Every time his dry tongue slides over his polished teeth and dips into the groove, it is a spade driven into soil, the ground overturned, the memory made fresh.
A piece of him is missing. He cannot call it back.
Wrong, wrong. Things come together and fall apart, but he does not. He is the maker. He is the source. He lends, they borrow, but everything comes back.
He counts every sliver and every bone, he knows where they are when they are with him and when they are not, and he can call them home.
He snaps his fingers, and they skitter across the floor, fit themselves into the gaps, skin closing over every wound until only four remain.
Here is the place where the rib will go.
Here, the collar, here the wrist.
And here, the molar. The only wound that will not close. The master grinds his teeth.
A piece of him was stolen.
And soon he will have it back.
Part Four
Beyond the Wall
Chapter Sixteen
The longer she studies the journal, the more obvious it is.

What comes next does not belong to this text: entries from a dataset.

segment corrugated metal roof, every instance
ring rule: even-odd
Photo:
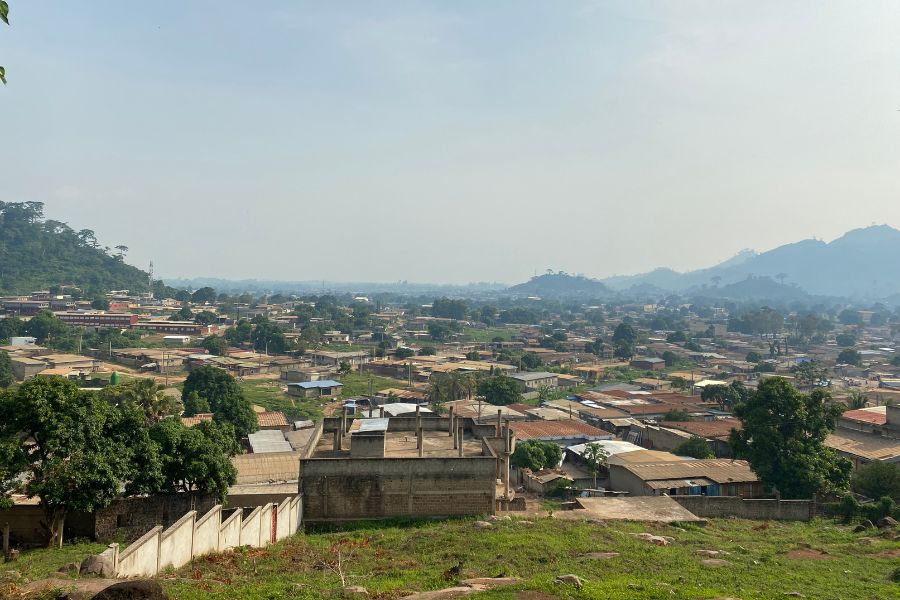
[[[278,429],[263,429],[247,436],[254,454],[290,452],[293,450],[284,434]]]
[[[697,477],[706,477],[716,483],[758,480],[750,464],[743,460],[685,460],[621,466],[644,481]]]

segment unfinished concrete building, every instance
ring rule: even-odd
[[[452,412],[318,426],[300,459],[304,523],[492,514],[512,499],[514,438]]]

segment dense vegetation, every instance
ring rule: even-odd
[[[0,292],[63,285],[84,293],[146,291],[148,275],[125,263],[126,246],[104,247],[90,229],[44,219],[40,202],[0,202]]]

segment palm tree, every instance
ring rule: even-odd
[[[135,379],[121,387],[122,399],[139,406],[149,423],[159,423],[164,417],[181,414],[181,402],[167,394],[154,379]]]
[[[591,468],[591,473],[594,475],[594,489],[597,489],[597,472],[602,465],[606,464],[606,459],[609,458],[609,452],[607,452],[600,444],[591,442],[584,447],[584,452],[581,457]]]

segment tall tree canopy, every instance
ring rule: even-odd
[[[222,369],[216,367],[198,367],[190,372],[181,390],[181,401],[185,406],[196,406],[191,394],[209,403],[209,409],[216,421],[230,423],[238,437],[244,437],[256,431],[256,413],[250,402],[244,398],[240,386]]]
[[[846,490],[851,464],[824,444],[842,409],[829,399],[822,390],[803,394],[781,377],[761,382],[735,407],[742,424],[731,432],[735,456],[785,498]]]

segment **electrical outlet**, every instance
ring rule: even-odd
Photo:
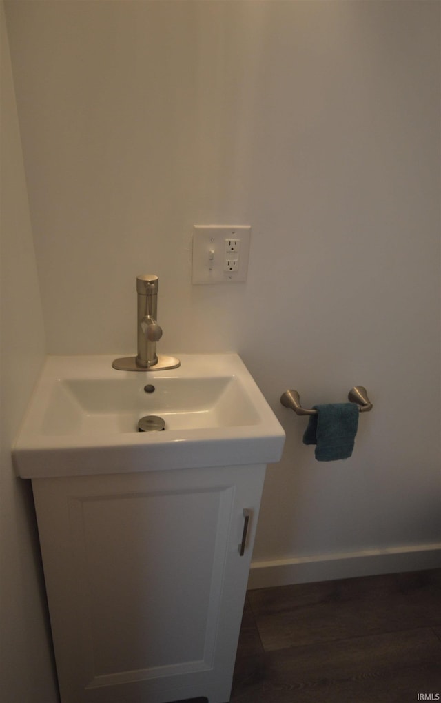
[[[239,259],[225,259],[225,263],[223,267],[224,271],[239,271]]]
[[[238,252],[240,249],[239,239],[225,239],[225,252],[227,254],[230,252]]]
[[[249,225],[195,225],[193,283],[239,283],[246,280]]]

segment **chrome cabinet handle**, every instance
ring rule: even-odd
[[[245,553],[245,543],[246,542],[246,533],[248,531],[248,525],[249,523],[249,519],[251,515],[251,511],[249,510],[247,508],[244,508],[242,510],[242,515],[244,516],[244,531],[242,532],[242,541],[240,544],[237,545],[237,549],[239,550],[239,554],[241,557],[243,557]]]

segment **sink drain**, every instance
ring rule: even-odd
[[[165,429],[165,423],[157,415],[146,415],[138,423],[138,432],[160,432]]]

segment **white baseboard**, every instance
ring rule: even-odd
[[[441,568],[441,543],[252,562],[249,588]]]

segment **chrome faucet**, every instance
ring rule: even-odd
[[[157,342],[162,337],[162,330],[157,322],[158,309],[157,276],[144,273],[136,277],[138,294],[138,355],[116,359],[112,366],[124,371],[164,370],[177,368],[180,365],[174,356],[163,356],[156,353]]]
[[[138,366],[147,368],[158,363],[156,343],[162,337],[162,330],[156,321],[158,314],[157,276],[138,276]]]

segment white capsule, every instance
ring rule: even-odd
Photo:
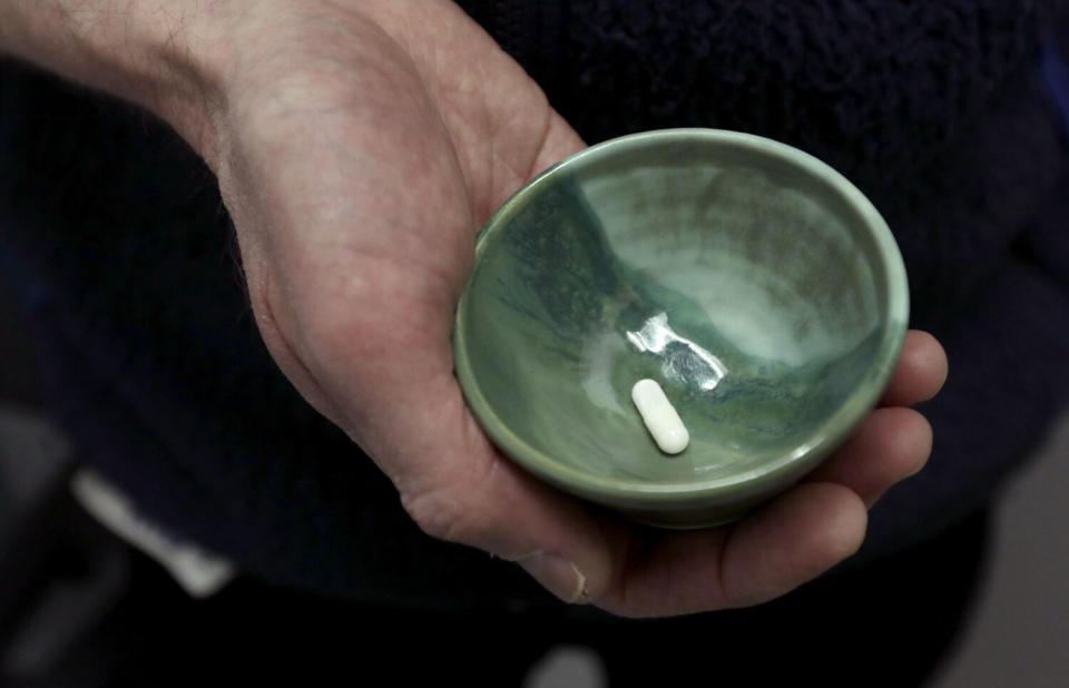
[[[631,387],[631,401],[646,423],[646,430],[654,436],[654,442],[666,454],[678,454],[687,449],[690,434],[675,406],[665,396],[656,380],[639,380]]]

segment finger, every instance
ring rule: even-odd
[[[503,458],[455,384],[423,393],[425,405],[394,421],[403,426],[390,445],[375,448],[408,513],[431,537],[518,562],[563,601],[589,601],[611,578],[620,540],[578,501]]]
[[[805,480],[841,484],[872,504],[923,469],[931,452],[932,427],[923,415],[912,409],[877,409]]]
[[[568,156],[579,153],[587,145],[579,138],[576,130],[571,128],[556,110],[550,111],[549,128],[546,131],[546,140],[542,144],[541,151],[534,158],[529,176],[534,176],[545,170],[550,165],[556,165]]]
[[[939,394],[947,381],[947,353],[939,340],[926,332],[905,334],[902,354],[880,401],[882,406],[910,406]]]
[[[632,554],[602,606],[641,617],[765,602],[856,552],[866,525],[852,490],[805,483],[735,525],[669,534]]]

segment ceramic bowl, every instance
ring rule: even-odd
[[[715,129],[648,131],[532,179],[478,236],[453,350],[493,442],[561,490],[669,528],[730,521],[875,405],[905,334],[898,246],[816,158]],[[690,434],[661,453],[654,379]]]

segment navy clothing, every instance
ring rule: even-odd
[[[1060,3],[462,4],[590,142],[752,131],[884,214],[912,325],[944,343],[951,377],[923,407],[930,466],[876,507],[850,566],[945,529],[1024,461],[1069,390],[1069,155],[1043,52]],[[301,400],[256,332],[214,179],[149,116],[0,66],[0,271],[84,459],[160,523],[325,594],[551,602],[513,564],[421,533]]]

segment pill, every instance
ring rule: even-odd
[[[687,449],[690,434],[675,406],[665,396],[656,380],[639,380],[631,387],[631,401],[646,423],[646,430],[653,435],[654,442],[666,454],[678,454]]]

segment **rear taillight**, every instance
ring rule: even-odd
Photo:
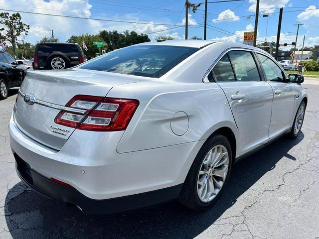
[[[33,56],[33,69],[39,69],[39,66],[38,66],[38,57],[36,56]]]
[[[85,110],[85,113],[81,115],[61,111],[54,122],[84,130],[124,130],[138,106],[136,100],[78,95],[65,106]]]

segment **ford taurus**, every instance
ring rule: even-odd
[[[87,214],[175,199],[205,209],[238,159],[297,136],[303,81],[262,50],[202,40],[142,43],[30,72],[9,125],[16,171]]]

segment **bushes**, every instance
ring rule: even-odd
[[[304,64],[308,71],[319,71],[319,61],[309,61]]]

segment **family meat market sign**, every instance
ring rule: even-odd
[[[254,32],[246,31],[244,32],[244,44],[252,46],[254,44]]]

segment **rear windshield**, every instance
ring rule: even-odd
[[[39,55],[48,55],[53,51],[60,51],[63,53],[78,53],[76,45],[68,44],[40,44],[38,48]]]
[[[158,78],[199,49],[174,46],[131,46],[112,51],[79,68]]]

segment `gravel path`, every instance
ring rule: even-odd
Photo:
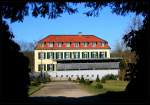
[[[92,96],[92,94],[81,89],[79,84],[66,81],[47,83],[42,89],[31,95],[31,97],[41,96],[84,97]]]

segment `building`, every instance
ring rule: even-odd
[[[36,45],[34,59],[35,72],[48,72],[54,79],[95,79],[119,70],[108,42],[94,35],[49,35]]]

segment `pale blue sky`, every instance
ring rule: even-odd
[[[83,11],[83,8],[81,8]],[[102,9],[99,17],[87,17],[77,13],[63,14],[56,19],[25,17],[23,23],[9,23],[15,40],[33,42],[50,34],[93,34],[107,40],[112,50],[127,30],[133,14],[120,16],[112,14],[110,8]]]

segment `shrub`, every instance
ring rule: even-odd
[[[85,83],[85,80],[84,80],[83,76],[81,77],[79,83]]]
[[[79,76],[77,77],[76,82],[80,82],[80,78],[79,78]]]
[[[99,75],[96,77],[96,82],[100,82]]]
[[[105,83],[105,82],[106,82],[106,79],[104,77],[102,77],[101,83]]]
[[[85,84],[86,84],[86,85],[90,85],[91,83],[92,83],[92,81],[90,81],[89,79],[86,79],[86,80],[85,80]]]
[[[70,78],[70,77],[68,78],[68,81],[71,81],[71,78]]]
[[[108,74],[103,77],[105,80],[117,80],[117,76],[113,74]]]
[[[103,85],[101,83],[96,83],[95,87],[97,89],[102,89],[103,88]]]

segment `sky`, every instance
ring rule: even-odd
[[[80,12],[82,11],[82,12]],[[87,10],[86,10],[87,11]],[[79,13],[69,15],[64,13],[56,19],[34,18],[31,15],[24,18],[23,23],[10,23],[10,30],[14,33],[16,41],[36,42],[50,34],[91,34],[107,40],[111,49],[115,49],[118,41],[128,29],[133,13],[120,16],[111,13],[109,7],[101,10],[98,17],[87,17],[83,14],[84,8],[79,8]]]

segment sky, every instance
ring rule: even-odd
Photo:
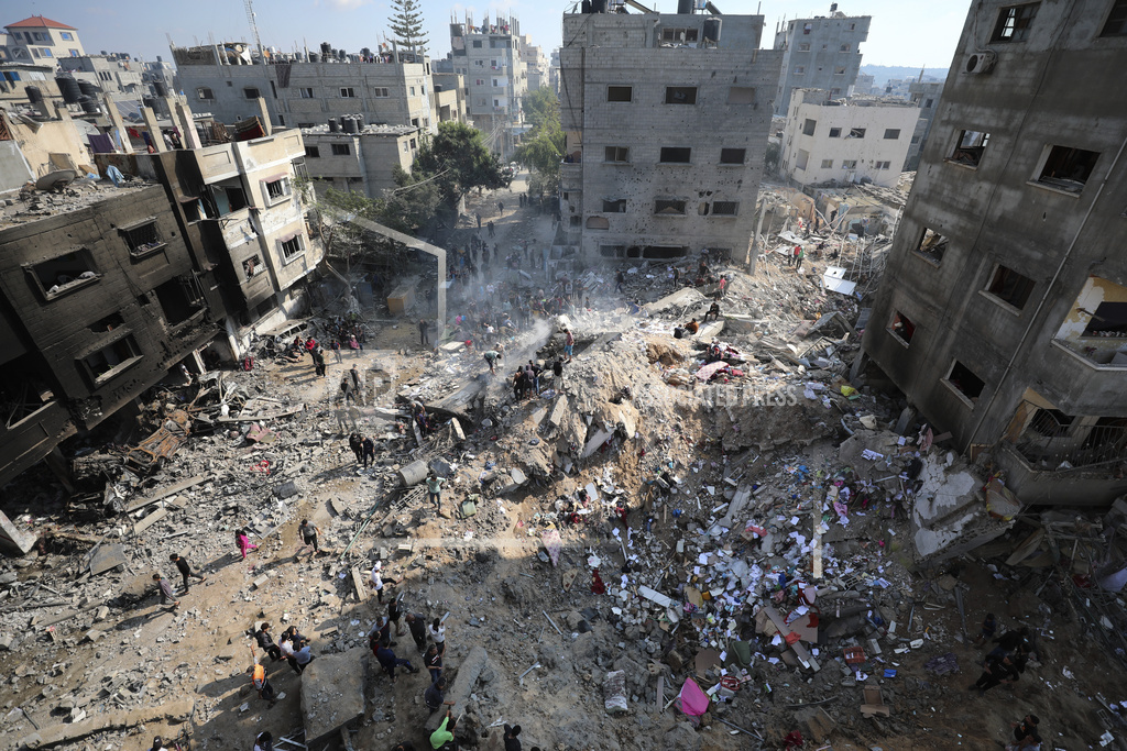
[[[676,12],[676,0],[640,0],[659,12]],[[721,12],[756,14],[765,17],[763,43],[770,46],[777,24],[790,18],[827,15],[829,2],[813,0],[713,0]],[[488,14],[514,15],[521,33],[531,34],[545,56],[560,44],[561,15],[576,0],[512,0],[480,5],[421,0],[433,59],[450,51],[450,20],[469,11],[480,24]],[[838,3],[851,16],[872,16],[869,41],[861,45],[862,63],[949,68],[962,30],[969,0],[943,3],[925,0],[855,0]],[[46,16],[79,29],[88,53],[127,52],[145,60],[161,55],[171,60],[168,37],[177,46],[215,39],[250,39],[243,2],[240,0],[3,0],[0,25],[32,15]],[[389,0],[257,0],[258,33],[263,44],[289,52],[298,45],[310,50],[328,42],[334,48],[358,52],[375,48],[384,38],[391,15]]]

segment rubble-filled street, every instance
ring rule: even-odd
[[[251,369],[151,390],[128,445],[71,444],[76,492],[6,489],[38,543],[0,563],[3,748],[423,749],[447,709],[481,749],[985,750],[1027,715],[1041,748],[1127,748],[1127,506],[1023,507],[858,361],[834,289],[887,239],[584,266],[516,193],[467,211],[428,343],[435,279],[400,315],[341,295]]]

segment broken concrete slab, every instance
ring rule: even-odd
[[[364,647],[322,654],[301,676],[305,744],[312,746],[364,716],[364,679],[370,652]]]

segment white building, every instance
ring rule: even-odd
[[[780,171],[800,185],[896,185],[920,110],[880,99],[833,100],[797,89],[782,136]]]

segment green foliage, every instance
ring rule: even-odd
[[[423,8],[418,0],[391,0],[391,18],[388,27],[400,47],[418,47],[426,54],[427,34],[423,30]]]

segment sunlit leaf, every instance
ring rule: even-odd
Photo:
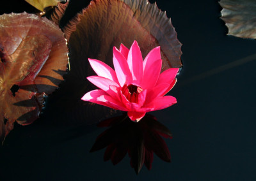
[[[256,39],[256,3],[254,0],[221,0],[221,18],[228,34]]]
[[[38,116],[44,96],[63,80],[67,48],[54,23],[26,13],[0,16],[0,140],[17,120]]]
[[[55,6],[62,0],[25,0],[36,9],[44,11],[44,8],[49,6]]]

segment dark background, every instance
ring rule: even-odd
[[[33,11],[18,1],[6,1],[1,14]],[[74,13],[86,4],[72,1]],[[183,44],[184,68],[169,93],[178,103],[152,113],[173,133],[165,140],[172,163],[155,155],[152,170],[136,175],[127,156],[104,162],[104,150],[89,150],[105,129],[57,124],[46,108],[8,135],[0,180],[255,180],[256,41],[226,35],[218,1],[156,1]]]

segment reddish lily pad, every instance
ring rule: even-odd
[[[60,20],[63,17],[68,5],[68,1],[67,1],[66,3],[58,3],[54,8],[49,19],[55,22],[57,25],[60,25]]]
[[[66,6],[63,7],[56,7],[52,15],[51,19],[57,23],[65,11]],[[162,71],[182,66],[181,43],[170,20],[156,4],[147,0],[92,1],[62,30],[68,42],[70,71],[61,90],[70,93],[61,99],[69,105],[60,104],[60,110],[67,110],[61,115],[70,120],[93,123],[116,113],[109,108],[81,100],[84,92],[95,89],[86,79],[95,75],[88,58],[100,60],[113,67],[113,47],[119,48],[123,43],[130,47],[136,40],[144,58],[150,50],[161,46]]]
[[[254,0],[221,0],[221,18],[228,34],[256,39],[256,4]]]
[[[150,50],[161,46],[163,70],[182,66],[181,44],[170,20],[147,0],[92,1],[64,32],[69,40],[71,69],[83,78],[88,58],[112,66],[113,47],[119,47],[121,43],[130,47],[134,40],[140,45],[144,57]]]
[[[67,48],[63,34],[54,23],[35,15],[0,16],[0,140],[17,121],[33,122],[44,96],[63,80]]]

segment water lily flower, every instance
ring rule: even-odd
[[[87,79],[100,89],[87,92],[82,100],[127,112],[131,120],[138,122],[146,112],[164,109],[177,103],[171,96],[164,96],[176,83],[178,68],[161,73],[160,47],[152,50],[143,61],[137,41],[130,50],[121,44],[114,47],[115,70],[105,63],[89,59],[98,76]]]

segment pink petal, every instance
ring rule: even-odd
[[[160,47],[152,49],[145,58],[143,61],[143,71],[146,66],[150,66],[154,61],[161,59]]]
[[[137,110],[141,108],[141,105],[134,103],[130,103],[126,97],[121,92],[119,92],[119,96],[121,98],[122,103],[125,106],[126,108],[129,110]]]
[[[148,104],[154,101],[156,97],[163,96],[169,86],[168,83],[163,83],[156,85],[153,89],[149,89],[145,104]]]
[[[122,103],[108,96],[102,90],[96,89],[88,92],[85,94],[84,96],[83,96],[81,99],[108,106],[113,109],[127,111],[127,110],[122,105]]]
[[[129,51],[127,62],[134,82],[140,84],[143,76],[143,61],[141,52],[136,41],[133,42]]]
[[[112,96],[115,96],[115,95],[113,94],[113,91],[109,89],[109,86],[111,85],[119,87],[119,85],[117,84],[117,83],[116,83],[115,82],[112,81],[105,77],[99,76],[88,76],[87,77],[87,79],[99,88],[106,91],[109,95]]]
[[[170,84],[175,78],[179,68],[170,68],[160,74],[158,78],[157,85],[162,83],[167,83]]]
[[[125,46],[124,46],[122,43],[121,43],[120,47],[119,48],[119,52],[124,55],[124,57],[126,59],[127,59],[129,49]]]
[[[145,66],[141,82],[141,88],[143,89],[152,88],[155,86],[159,76],[161,67],[161,59],[158,59],[152,64]]]
[[[126,59],[116,47],[113,48],[113,62],[116,76],[120,85],[123,87],[125,82],[129,82],[132,80],[132,75]]]
[[[146,113],[140,113],[136,112],[129,112],[127,115],[131,120],[136,122],[138,122],[141,120],[146,114]]]
[[[145,101],[146,100],[147,92],[147,90],[143,90],[140,93],[139,97],[138,98],[138,104],[140,105],[141,106],[142,106],[142,105],[145,103]]]
[[[148,105],[145,105],[145,107],[154,106],[154,110],[159,110],[168,108],[172,105],[177,103],[176,98],[171,96],[166,96],[164,97],[158,97],[150,103]]]
[[[174,87],[174,85],[175,85],[176,82],[177,82],[177,79],[175,78],[175,79],[174,79],[174,80],[172,81],[172,82],[171,83],[171,84],[170,84],[168,88],[167,88],[167,89],[165,90],[165,91],[164,91],[164,92],[163,92],[163,94],[161,94],[159,95],[159,96],[164,96],[165,94],[166,94],[170,90],[172,90],[172,89]],[[161,83],[161,84],[162,84],[162,83]]]
[[[88,59],[88,60],[92,68],[99,76],[118,82],[115,71],[108,65],[96,59]]]

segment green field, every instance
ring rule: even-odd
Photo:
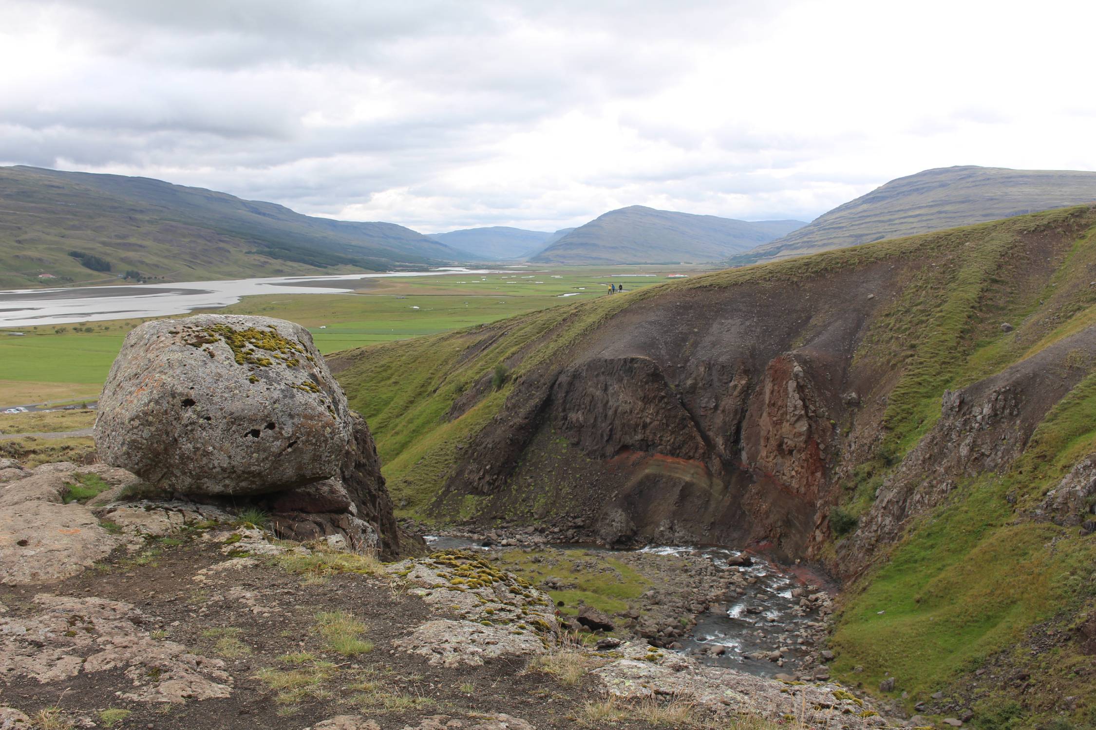
[[[328,354],[605,297],[609,282],[639,289],[680,270],[683,267],[524,267],[513,274],[363,279],[362,288],[349,294],[247,297],[217,311],[300,323]],[[0,329],[0,407],[94,398],[125,334],[144,321],[38,326],[20,329],[22,336]]]

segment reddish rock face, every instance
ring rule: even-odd
[[[745,463],[781,488],[817,502],[824,486],[824,450],[833,428],[807,371],[791,356],[777,357],[751,399],[743,436]]]

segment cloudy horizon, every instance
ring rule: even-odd
[[[435,233],[1096,170],[1093,3],[5,0],[0,164]]]

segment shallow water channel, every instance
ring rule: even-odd
[[[426,536],[426,544],[434,549],[467,548],[490,553],[492,551],[521,549],[518,547],[483,547],[479,542],[464,537]],[[551,545],[556,549],[609,551],[590,545]],[[703,556],[720,568],[731,567],[745,578],[754,578],[744,595],[734,598],[724,606],[712,606],[708,612],[697,616],[697,625],[693,631],[681,638],[681,651],[693,656],[706,664],[716,664],[738,669],[751,674],[773,676],[789,669],[778,667],[766,659],[752,659],[757,652],[768,653],[776,645],[781,634],[795,634],[804,628],[809,622],[819,619],[817,613],[799,615],[795,610],[799,599],[792,598],[792,590],[807,587],[808,582],[791,568],[781,566],[764,556],[747,554],[722,547],[693,547],[652,545],[642,547],[635,553],[653,555],[694,555]],[[732,566],[735,558],[747,556],[750,565]],[[716,656],[712,648],[723,647],[723,652]],[[807,647],[792,649],[791,658],[806,656]]]

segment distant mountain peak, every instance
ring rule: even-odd
[[[648,206],[602,213],[533,256],[538,264],[678,264],[720,260],[802,221],[742,221]]]
[[[955,165],[897,177],[731,264],[799,256],[1096,200],[1096,172]]]

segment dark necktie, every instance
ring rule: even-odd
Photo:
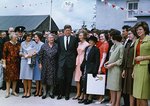
[[[67,37],[67,40],[66,40],[66,50],[68,50],[68,46],[69,46],[69,44],[68,44],[68,37]]]

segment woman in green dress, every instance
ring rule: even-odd
[[[137,99],[137,106],[148,106],[148,99],[150,99],[149,26],[146,22],[138,22],[135,29],[139,39],[136,40],[134,47],[133,96]]]

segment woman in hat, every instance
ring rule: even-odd
[[[39,51],[39,67],[41,69],[41,81],[43,86],[42,99],[47,97],[47,87],[50,88],[49,96],[54,98],[53,89],[56,83],[56,65],[58,46],[54,42],[54,36],[49,34],[47,42],[42,45]]]
[[[41,42],[42,39],[42,33],[36,32],[34,34],[34,40],[35,40],[35,48],[36,48],[36,62],[33,70],[33,80],[36,81],[36,92],[34,96],[42,96],[42,82],[41,82],[41,70],[39,69],[39,56],[38,53],[41,49],[41,46],[44,44]]]
[[[73,100],[79,99],[80,97],[80,79],[82,72],[80,70],[80,65],[84,59],[84,53],[85,53],[85,48],[89,45],[89,43],[86,41],[87,38],[87,32],[85,30],[79,32],[79,44],[78,44],[78,55],[76,58],[76,70],[75,70],[75,81],[76,81],[76,86],[77,86],[77,94],[73,98]],[[83,95],[81,95],[80,98],[83,98]]]
[[[150,36],[146,22],[135,25],[139,38],[134,47],[133,96],[137,106],[148,106],[150,99]]]
[[[31,96],[31,86],[33,79],[33,67],[31,66],[31,58],[36,54],[35,42],[32,41],[32,34],[25,34],[25,41],[21,43],[21,69],[20,79],[23,80],[24,95],[22,98],[29,98]]]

The placement of the drawings. The way they disappear when he does.
Her mother’s ghoul wavers at the edge of her sight, watching, wordless, as she turns through the green journal again, this time studying the inks as if they were letters, a correspondence played out in two forms, one line, the other shape. She tries to read them both, as if both are words, but the images are too abstract.
Why didn’t he just write? she thinks, digging her thumbs into the soft space above her eyes. Perhaps he was like Matthew. And yet, he could discern her mother’s hand well enough to answer. She imagines Grace Prior poring over the illustrations. She was clearly able to decipher them.
Olivia will, too.
She brushes her hand over her father’s work, the ink as thin and wild as watercolor.
It is like watching clouds, trying to spot the shapes as they drift past, each one something and nothing at the same time, a promise of a picture more than the picture itself, but the longer she looks, the more her vision blurs, and the more her vision blurs, the more she seems to notice. Soon she stops trying to read the lines as shapes, and they become gestures. The images unfurl into sentiments. It is the difference between a language spoken and one signed, the mouth shaping words while the hands shape more, words and thoughts and feelings.